This tool solves many common integrals of trig powers, and supports definite bounds with a shaded area. For product families, the arguments may use separate coefficients:

\[ \int \sin^m(k_1x)\cos^n(k_2x)\,dx,\quad \int \tan^m(k_1x)\sec^n(k_2x)\,dx,\quad \int \cot^m(k_1x)\csc^n(k_2x)\,dx. \]

The standard symbolic techniques (odd/even splitting, substitutions, power-reduction) require the trig factors to share the same inside angle, so the calculator gives exact symbolic output when \(k_1=k_2\). If \(k_1\neq k_2\) in a product family, the tool switches to a numeric evaluation (definite mode) while still graphing and shading correctly.

1) Handling coefficients in the argument

\[ X = kx \quad\Rightarrow\quad dX = k\,dx,\quad dx=\frac{dX}{k}. \]

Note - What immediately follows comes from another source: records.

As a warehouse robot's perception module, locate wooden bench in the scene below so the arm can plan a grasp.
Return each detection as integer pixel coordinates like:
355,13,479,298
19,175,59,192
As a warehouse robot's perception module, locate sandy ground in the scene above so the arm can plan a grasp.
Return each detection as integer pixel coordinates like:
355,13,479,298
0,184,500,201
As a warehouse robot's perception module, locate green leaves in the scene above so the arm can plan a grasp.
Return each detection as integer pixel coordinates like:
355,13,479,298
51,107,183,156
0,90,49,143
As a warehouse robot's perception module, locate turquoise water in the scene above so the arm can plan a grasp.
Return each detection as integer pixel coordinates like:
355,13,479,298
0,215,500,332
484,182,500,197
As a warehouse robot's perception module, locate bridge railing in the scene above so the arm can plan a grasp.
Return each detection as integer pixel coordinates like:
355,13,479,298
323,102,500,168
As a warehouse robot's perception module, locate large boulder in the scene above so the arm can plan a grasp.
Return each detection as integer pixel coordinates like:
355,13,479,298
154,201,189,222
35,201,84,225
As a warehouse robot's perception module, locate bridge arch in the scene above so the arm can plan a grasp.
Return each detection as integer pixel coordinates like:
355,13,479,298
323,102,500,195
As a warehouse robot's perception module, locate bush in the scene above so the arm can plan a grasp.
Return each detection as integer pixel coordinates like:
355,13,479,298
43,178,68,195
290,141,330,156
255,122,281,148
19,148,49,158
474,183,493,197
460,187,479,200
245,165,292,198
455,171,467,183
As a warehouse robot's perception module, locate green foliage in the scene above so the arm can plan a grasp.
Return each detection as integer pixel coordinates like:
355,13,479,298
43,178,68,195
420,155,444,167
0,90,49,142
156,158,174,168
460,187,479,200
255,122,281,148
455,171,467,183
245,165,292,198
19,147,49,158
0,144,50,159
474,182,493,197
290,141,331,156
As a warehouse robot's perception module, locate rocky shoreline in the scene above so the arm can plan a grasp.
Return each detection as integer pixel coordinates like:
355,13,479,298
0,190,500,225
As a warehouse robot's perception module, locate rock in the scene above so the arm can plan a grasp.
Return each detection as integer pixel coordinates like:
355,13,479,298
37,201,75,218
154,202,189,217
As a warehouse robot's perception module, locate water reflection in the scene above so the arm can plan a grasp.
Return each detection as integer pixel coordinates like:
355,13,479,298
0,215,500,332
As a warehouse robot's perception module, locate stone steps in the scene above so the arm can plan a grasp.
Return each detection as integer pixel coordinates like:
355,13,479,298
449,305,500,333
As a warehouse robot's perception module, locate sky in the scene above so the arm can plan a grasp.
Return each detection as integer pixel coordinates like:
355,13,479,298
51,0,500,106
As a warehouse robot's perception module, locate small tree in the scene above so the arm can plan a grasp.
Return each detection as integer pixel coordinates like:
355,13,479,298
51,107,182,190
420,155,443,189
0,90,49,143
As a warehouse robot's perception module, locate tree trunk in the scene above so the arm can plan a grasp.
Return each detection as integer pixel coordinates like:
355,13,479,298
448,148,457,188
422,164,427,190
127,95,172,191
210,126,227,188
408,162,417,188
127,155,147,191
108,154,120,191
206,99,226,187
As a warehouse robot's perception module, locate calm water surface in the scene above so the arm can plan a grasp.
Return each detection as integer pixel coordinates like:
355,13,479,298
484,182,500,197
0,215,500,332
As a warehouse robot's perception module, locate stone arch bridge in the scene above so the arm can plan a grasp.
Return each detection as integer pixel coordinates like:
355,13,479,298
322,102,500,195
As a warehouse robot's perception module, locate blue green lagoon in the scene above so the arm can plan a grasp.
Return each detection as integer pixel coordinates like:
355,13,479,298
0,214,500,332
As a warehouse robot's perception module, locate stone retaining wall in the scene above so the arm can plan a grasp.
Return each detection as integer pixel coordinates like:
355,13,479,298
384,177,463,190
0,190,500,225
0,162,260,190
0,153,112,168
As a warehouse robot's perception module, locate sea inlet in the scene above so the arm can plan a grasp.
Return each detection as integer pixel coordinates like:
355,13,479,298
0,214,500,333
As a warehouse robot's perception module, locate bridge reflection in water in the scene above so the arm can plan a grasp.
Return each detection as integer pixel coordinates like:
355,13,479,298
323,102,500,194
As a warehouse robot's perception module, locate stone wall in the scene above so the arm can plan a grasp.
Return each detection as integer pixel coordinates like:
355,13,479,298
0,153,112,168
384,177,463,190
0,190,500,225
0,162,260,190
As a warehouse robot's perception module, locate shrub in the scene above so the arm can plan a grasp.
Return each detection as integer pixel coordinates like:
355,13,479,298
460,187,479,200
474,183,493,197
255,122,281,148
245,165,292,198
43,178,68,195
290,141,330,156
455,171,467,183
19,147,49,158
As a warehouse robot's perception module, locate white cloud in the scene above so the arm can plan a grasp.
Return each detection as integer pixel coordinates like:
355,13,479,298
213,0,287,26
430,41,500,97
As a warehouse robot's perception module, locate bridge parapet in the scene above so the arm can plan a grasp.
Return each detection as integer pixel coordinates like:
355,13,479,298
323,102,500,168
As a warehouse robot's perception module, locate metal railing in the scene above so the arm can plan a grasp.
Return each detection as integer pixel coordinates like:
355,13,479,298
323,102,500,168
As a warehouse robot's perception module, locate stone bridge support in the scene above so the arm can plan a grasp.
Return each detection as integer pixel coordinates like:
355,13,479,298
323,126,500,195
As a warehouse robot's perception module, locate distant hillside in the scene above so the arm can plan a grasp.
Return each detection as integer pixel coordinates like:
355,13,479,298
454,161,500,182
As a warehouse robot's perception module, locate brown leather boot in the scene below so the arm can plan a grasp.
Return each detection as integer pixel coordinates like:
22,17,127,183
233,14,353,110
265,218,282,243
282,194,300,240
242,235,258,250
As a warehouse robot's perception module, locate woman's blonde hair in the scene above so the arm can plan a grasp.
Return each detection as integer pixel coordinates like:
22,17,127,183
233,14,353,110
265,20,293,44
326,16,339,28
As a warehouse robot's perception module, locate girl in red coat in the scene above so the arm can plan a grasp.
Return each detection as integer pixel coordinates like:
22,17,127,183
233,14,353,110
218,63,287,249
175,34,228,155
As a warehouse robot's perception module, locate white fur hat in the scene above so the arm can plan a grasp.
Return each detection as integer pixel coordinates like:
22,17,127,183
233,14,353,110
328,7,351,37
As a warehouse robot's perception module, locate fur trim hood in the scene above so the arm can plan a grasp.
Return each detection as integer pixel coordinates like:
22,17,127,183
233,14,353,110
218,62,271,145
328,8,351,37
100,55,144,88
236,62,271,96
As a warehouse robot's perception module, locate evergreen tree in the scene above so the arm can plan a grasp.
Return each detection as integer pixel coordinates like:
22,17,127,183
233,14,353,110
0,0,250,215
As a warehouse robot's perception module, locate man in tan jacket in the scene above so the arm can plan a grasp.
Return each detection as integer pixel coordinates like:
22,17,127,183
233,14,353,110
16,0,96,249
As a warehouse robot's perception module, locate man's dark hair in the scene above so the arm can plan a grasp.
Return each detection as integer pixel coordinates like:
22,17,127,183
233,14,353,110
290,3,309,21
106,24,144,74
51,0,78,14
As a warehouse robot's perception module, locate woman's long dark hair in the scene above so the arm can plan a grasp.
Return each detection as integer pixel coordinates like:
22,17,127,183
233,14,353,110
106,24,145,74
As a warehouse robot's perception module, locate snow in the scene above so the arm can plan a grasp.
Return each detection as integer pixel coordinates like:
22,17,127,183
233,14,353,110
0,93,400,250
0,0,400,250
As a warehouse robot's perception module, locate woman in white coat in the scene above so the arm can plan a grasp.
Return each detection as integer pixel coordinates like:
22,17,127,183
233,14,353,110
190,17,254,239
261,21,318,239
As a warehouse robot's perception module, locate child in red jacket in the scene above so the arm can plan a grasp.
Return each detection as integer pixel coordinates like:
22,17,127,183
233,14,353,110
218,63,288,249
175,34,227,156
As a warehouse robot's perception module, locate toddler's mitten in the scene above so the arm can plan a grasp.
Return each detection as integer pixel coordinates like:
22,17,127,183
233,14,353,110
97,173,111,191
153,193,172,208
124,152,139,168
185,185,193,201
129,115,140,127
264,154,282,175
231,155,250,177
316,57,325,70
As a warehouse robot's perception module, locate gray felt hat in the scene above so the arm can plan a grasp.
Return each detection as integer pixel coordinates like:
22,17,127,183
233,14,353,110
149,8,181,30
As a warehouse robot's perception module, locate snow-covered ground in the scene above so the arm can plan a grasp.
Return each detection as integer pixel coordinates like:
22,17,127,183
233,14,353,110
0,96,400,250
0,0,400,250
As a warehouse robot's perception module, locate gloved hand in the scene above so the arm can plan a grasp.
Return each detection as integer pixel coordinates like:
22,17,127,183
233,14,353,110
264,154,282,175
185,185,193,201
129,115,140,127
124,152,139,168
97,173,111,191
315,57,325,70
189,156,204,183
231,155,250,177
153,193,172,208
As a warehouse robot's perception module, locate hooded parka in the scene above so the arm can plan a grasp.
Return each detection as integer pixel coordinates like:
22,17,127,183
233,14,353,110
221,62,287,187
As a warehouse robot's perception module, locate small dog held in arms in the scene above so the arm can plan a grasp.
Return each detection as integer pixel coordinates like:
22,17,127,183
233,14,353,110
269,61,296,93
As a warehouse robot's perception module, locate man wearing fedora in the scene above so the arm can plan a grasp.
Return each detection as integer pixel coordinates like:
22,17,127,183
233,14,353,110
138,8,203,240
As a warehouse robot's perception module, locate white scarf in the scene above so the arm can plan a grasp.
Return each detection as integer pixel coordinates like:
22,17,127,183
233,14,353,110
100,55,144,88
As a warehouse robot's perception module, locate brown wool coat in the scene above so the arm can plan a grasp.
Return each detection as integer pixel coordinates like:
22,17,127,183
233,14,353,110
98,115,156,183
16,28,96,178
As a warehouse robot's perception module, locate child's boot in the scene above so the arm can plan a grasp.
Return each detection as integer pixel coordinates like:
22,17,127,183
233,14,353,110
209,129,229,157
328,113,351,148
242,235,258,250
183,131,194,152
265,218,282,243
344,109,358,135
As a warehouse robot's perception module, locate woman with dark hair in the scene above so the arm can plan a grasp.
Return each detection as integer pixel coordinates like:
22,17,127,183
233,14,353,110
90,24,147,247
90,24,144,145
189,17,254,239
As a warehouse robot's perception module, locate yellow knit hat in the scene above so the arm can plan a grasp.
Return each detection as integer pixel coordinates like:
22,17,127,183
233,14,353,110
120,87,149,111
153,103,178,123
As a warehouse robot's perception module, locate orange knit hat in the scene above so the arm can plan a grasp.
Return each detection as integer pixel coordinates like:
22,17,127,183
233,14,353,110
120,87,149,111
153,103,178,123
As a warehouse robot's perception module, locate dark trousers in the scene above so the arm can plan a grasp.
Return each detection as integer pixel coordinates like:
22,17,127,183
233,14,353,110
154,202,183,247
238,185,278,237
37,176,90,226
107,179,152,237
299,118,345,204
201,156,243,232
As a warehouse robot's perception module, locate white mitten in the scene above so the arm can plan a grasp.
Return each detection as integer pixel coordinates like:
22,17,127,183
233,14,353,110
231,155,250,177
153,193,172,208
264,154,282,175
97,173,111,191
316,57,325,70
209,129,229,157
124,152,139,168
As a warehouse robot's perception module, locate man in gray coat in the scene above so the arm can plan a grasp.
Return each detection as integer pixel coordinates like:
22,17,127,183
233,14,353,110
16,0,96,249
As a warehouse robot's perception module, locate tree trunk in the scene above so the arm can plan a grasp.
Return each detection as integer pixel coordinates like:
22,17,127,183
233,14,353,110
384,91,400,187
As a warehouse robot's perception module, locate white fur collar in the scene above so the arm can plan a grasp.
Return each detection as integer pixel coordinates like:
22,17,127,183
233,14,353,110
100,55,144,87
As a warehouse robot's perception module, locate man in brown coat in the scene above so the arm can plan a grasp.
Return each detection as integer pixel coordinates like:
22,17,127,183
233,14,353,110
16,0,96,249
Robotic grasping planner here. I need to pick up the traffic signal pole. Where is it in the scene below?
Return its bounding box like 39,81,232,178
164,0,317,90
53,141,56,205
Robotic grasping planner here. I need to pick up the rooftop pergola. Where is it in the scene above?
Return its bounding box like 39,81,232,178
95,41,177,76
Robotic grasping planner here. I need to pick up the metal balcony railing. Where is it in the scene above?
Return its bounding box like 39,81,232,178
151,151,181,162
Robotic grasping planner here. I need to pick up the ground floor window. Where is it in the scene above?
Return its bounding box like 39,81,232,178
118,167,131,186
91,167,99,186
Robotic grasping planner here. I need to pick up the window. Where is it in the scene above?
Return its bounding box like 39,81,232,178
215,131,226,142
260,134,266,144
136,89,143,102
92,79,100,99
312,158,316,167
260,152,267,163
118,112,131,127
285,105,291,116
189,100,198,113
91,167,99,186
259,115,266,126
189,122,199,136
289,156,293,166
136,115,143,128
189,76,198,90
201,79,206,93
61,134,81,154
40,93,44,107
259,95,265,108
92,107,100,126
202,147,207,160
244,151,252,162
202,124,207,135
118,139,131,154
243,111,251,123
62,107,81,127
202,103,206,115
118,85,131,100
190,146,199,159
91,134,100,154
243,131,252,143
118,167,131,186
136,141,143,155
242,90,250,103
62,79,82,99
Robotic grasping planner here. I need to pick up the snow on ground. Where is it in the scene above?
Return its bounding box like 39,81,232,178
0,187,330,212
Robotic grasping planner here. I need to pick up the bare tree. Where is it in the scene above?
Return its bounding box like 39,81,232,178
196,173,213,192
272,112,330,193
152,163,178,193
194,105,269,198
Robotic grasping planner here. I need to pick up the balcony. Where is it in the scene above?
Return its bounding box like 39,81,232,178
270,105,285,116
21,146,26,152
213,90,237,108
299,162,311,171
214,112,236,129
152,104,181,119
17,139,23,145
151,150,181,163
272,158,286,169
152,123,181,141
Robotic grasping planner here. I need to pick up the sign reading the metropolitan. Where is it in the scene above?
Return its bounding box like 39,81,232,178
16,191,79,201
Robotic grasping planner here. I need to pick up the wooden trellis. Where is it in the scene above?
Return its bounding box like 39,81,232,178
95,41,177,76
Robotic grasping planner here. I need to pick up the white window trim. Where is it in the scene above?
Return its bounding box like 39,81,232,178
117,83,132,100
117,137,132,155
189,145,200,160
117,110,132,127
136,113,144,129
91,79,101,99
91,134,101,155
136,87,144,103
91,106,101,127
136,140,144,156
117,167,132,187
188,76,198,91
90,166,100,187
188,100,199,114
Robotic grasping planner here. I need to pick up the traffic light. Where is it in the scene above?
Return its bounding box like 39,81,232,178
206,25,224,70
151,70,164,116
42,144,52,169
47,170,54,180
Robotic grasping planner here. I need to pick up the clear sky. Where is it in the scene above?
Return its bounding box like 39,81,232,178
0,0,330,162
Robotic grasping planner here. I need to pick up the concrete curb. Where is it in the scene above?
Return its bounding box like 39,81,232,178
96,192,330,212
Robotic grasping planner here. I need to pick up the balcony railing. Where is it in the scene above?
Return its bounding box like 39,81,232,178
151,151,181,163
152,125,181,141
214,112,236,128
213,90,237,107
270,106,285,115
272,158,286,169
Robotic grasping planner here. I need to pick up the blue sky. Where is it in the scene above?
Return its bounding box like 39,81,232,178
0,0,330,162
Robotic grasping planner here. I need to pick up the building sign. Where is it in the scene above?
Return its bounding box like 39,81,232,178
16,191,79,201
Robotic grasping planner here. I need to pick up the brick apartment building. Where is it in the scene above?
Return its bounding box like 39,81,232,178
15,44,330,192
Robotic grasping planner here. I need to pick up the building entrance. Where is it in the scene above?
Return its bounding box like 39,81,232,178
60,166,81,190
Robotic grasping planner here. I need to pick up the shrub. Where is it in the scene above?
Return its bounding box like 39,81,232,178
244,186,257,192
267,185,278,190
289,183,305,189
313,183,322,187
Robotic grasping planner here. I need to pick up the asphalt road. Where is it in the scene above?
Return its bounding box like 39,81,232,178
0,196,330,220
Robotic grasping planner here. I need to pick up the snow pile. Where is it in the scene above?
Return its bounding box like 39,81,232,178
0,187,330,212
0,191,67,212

\[ \int f(kx)\,dx = \frac{1}{k}\int f(X)\,dX. \]

This is why, when \(k_1=k_2=k\), the tool can reduce everything to a single variable \(X=kx\) and then apply standard methods.

2) \(\sin^m x\cos^n x\) (odd/even rules)

If \(m\) is odd: save one \(\sin x\) and convert the rest using \(\sin^2x=1-\cos^2x\), then use \(u=\cos x\).
If \(n\) is odd: save one \(\cos x\) and convert the rest using \(\cos^2x=1-\sin^2x\), then use \(u=\sin x\).
If both are even: use power-reduction identities \(\sin^2x=\frac{1-\cos 2x}{2}\), \(\cos^2x=\frac{1+\cos 2x}{2}\), then integrate a sum of sines/cosines.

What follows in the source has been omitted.